In Silicon Valley, a startup is a company designed to grow fast and structured
to take outside investment in exchange for equity [i.e. a Delaware C
Corporation]. Everywhere else, to a first approximation, recent shifts in
popular culture have made "startup" mostly synonymous with "new business": the
local chamber of commerce will refer to new restaurants as startups and
restaurant owners as founders. These "local" startups are organized to meet
the needs of local investors and local investors focus on cash flow [in the US
an S-corp or an LLC so as to avoid double taxation].

The difference in structure is reflected in a difference of investment
management. Silicon Valley style investors achieve returns via capital gains.
"Local" investors primarily try to achieve returns via dividends, profit
distributions, etc.

To put it in perspective, the YC investment model [as a sub-type of the SV
model] is exactly about covering living expenses to allow founders to do
things that increase the value of the underlying equity. That includes
activities such as raising additional funding to allow more of the same.

In contrast, a "local" investor may not want additional investment because
growth increases the risk of failure or a drop in profitability.

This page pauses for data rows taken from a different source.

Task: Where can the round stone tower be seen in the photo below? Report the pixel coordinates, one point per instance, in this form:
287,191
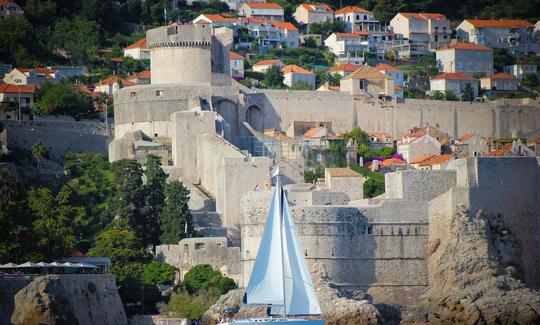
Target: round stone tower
181,54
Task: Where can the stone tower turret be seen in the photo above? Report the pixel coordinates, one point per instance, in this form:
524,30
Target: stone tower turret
181,54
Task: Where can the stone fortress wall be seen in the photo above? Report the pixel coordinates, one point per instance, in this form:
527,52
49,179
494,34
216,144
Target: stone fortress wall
381,245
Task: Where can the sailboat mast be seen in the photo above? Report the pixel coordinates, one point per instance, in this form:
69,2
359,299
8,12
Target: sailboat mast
281,225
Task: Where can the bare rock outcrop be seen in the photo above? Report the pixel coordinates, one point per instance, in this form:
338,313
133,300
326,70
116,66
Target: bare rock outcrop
69,299
472,277
343,308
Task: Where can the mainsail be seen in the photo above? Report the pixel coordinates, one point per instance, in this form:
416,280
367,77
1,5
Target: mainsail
265,285
280,277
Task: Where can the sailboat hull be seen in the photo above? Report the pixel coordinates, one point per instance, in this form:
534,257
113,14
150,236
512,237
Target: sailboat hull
274,321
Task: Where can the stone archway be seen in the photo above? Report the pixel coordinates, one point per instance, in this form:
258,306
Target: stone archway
255,118
229,112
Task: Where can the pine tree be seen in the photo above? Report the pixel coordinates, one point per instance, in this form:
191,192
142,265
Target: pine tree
175,214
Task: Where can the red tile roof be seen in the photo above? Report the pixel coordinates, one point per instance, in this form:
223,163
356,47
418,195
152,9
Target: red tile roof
422,159
348,35
115,79
312,132
501,151
502,23
139,44
217,18
499,76
236,56
348,67
391,161
452,76
386,67
23,89
263,5
267,62
284,24
423,15
350,9
467,46
437,160
311,7
465,137
146,74
292,68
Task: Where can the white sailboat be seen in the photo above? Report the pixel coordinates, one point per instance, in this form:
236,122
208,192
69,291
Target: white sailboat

Lastly, one of the advantages of a US C-Corp is the legal requirement that
employees get paid a legal wage. It avoids situations like that mentioned.

------
iqonik
I should mention the reason I haven't made an 'Apply HN' post is the money
available ($20k) wouldn't be enough for me to cover my expenses and quit my
job.

------
herbst
I would try to invest your current revenue in someone who can help you make
your product more visible.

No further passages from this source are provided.